Chez: Jesus, what network do you work for that your graphics are so intrusive and annoying that people are writing articles telling you to knock it off? Wait, you design holograms and magic walls for CNN, don't you? I get that an overabundance of graphics in TV news has become something of a punchline and in some ways it should be, only because news departments these days are trying to put too much information onscreen at one time and it becomes a nightmare that your eyes and your brain can't keep up with. Crappy news organizations also try to use a lot of flash to compensate for the fact that their storytelling and coverage sucks. My personal philosophy when it comes to graphics in news is that you use them to sell stories and product that need to be sold or enhanced and you leave them our of stories and product that sell themselves. That's not to say that imaginative graphics can't enhance a broadcast, but you have to understand as a designer that what you think is incredibly cool from an artistic standpoint may be distracting and unnecessary in the context of a news broadcast. Put it this way: It's like creating dinosaurs in "Jurassic Park." Just because you can do it doesn't mean you should. Sometimes less is more -- but that's not the way most news managers think these days. Plus all the computer animation in the world won't make Wolf Blitzer or John King exciting.
I am a woman and a progressive. I had a sex dream about Mitt Romney, and it wasn't a nightmare. What is wrong with me? What if it happens again?
Chez: Well, as I'd imagine most sexual encounters with Mitt Romney go, you slept through it.

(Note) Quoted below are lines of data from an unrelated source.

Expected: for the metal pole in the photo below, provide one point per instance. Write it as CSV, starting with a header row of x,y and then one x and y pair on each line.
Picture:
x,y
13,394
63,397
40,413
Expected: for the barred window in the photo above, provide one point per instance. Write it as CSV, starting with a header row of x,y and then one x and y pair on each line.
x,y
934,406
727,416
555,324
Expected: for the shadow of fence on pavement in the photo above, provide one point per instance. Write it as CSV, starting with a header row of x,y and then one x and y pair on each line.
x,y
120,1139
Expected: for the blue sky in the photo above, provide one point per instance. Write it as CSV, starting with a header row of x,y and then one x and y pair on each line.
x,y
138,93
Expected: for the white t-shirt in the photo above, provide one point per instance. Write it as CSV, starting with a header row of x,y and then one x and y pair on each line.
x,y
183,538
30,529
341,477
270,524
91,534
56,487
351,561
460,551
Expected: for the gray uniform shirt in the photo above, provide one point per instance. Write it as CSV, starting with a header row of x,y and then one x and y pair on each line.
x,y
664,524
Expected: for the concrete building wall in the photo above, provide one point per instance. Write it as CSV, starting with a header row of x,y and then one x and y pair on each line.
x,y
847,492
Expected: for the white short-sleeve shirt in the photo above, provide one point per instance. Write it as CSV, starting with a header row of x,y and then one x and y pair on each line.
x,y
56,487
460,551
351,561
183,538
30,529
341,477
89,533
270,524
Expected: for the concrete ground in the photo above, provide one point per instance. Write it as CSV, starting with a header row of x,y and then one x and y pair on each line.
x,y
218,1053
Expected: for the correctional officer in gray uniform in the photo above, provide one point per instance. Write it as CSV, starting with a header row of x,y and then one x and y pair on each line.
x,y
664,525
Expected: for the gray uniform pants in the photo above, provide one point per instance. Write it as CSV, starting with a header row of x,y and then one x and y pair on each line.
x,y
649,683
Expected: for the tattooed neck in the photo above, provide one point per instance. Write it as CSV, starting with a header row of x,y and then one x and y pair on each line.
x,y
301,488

Bob: Was he good or was he as spastic, herky-jerky and awkward as he is when he's speaking extemporaneously in real life? Did he use tin foil and duct tape as a condom? Did he have a micro-penis as I've privately suspected? I have a million questions about this because I have no idea why women find him at all attractive. He's kind of like a CG movie version of Herman Munster, but with chest-high Dad jeans. If I were gay or a woman, there would just be no way ever, ever, ever. But I still hear that he's hot. It's just weird. Okay, I've thought about this too much. Bye.
Ben: If it happens again, I'd seek therapy pretty quickly. I'll do a quick armchair analysis for free though: You have unresolved issues with your father who read you financial reports instead of bedtime stories. You now find solace in obscure financial data and incredibly boring men - hence the sex dreams about Romney. Damn, I'm good.